O Governo já reservou, no orçamento de 2005, quase 2 bilhões de reais para iniciar a transposição das águas do rio São Francisco. Mas a grandiosa obra do Ministério da Integração Nacional ainda não está garantida. A aprovação do projeto tem esbarrado na oposição do Comitê da Bacia Hidrográfica do São Francisco e em uma série de ações na Justiça.
O último tropeço aconteceu nesta terça-feira, 30, quando o Conselho Nacional de Recursos Hídricos (CNRH) se reuniu em Brasília para votar um parecer técnico da Agência Nacional de Águas (ANA). O documento afirma que o São Francisco tem água suficiente para suprir o projeto de transposição, sem prejuízos à saúde do rio. Sua aprovação pelo CNRH era considerada pelo governo um passo fundamental para fazer caminhar o licenciamento ambiental do projeto. Mas uma liminar apresentada às 10 horas da manhã suspendeu a reunião. Segundo ela, o CNRH não teria competência para deliberar sobre o assunto.
A ministra do Meio Ambiente, Marina Silva, já estava no auditório do Ibama, e como presidente do CNRH preparava-se para abrir os trabalhos, quando soube da liminar. Metade das cerca de cem pessoas presentes aplaudiu a notícia.
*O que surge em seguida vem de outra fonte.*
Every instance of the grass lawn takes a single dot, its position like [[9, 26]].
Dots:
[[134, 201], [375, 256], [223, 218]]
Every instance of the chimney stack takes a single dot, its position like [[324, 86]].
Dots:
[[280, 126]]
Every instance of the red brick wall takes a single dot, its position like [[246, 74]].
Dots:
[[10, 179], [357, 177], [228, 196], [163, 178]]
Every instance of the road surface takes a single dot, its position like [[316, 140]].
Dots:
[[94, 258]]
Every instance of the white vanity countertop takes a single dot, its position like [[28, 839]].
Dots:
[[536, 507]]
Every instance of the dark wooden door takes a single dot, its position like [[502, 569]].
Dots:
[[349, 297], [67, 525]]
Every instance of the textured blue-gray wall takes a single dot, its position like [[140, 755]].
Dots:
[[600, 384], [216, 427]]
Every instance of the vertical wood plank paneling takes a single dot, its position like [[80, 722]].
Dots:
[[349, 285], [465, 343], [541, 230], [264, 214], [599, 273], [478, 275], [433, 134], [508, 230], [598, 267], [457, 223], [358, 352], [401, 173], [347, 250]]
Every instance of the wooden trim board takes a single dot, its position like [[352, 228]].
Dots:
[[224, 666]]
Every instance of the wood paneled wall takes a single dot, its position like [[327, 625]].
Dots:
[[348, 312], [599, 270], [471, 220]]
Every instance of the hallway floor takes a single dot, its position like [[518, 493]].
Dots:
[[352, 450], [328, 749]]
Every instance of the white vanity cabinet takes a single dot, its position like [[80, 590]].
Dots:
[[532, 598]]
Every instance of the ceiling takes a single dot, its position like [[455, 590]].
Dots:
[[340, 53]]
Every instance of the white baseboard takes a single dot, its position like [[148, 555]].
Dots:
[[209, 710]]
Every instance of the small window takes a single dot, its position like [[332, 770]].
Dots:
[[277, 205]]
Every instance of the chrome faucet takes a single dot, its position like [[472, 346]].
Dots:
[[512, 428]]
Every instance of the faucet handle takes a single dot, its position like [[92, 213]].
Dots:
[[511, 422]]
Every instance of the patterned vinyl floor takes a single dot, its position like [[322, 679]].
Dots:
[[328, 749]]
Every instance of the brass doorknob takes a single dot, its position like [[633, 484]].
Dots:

Representantes de ONGs, universidades e órgãos públicos vieram de vários estados para pressionar o Conselho a rejeitar o parecer da ANA. Entre faixas e cartazes, havia até um grupo de “forró ecológico” contra a transposição do São Francisco. A outra metade do público era formada por defensores do projeto. Contrariando as expectativas, o ministro da Integração Nacional, Ciro Gomes, não compareceu ao evento.
A liminar foi expedida pela juíza substituta da 16ª Vara da Justiça Federal do Distrito Federal, Iolete Maria Fialho de Oliveira. Um dos autores da ação, o procurador Francisco Guilherme Bastos, do Ministério Público Federal, afirmou que “o Comitê da Bacia Hidrográfica do São Francisco é o órgão legitimado para adotar as medidas adequadas ao devido controle e gestão das águas, por conta da participação plural dos diversos representantes da sociedade”. A promotora Cristina Rasia Montenegro, que também assinou a ação, disse que o governo está tentando “suprimir” o Comitê da Bacia Hidrográfica do processo. “Essa postura está na contramão da democracia”, alegou. Outras três ações semelhantes tramitam na Justiça do Sergipe, e uma na Bahia.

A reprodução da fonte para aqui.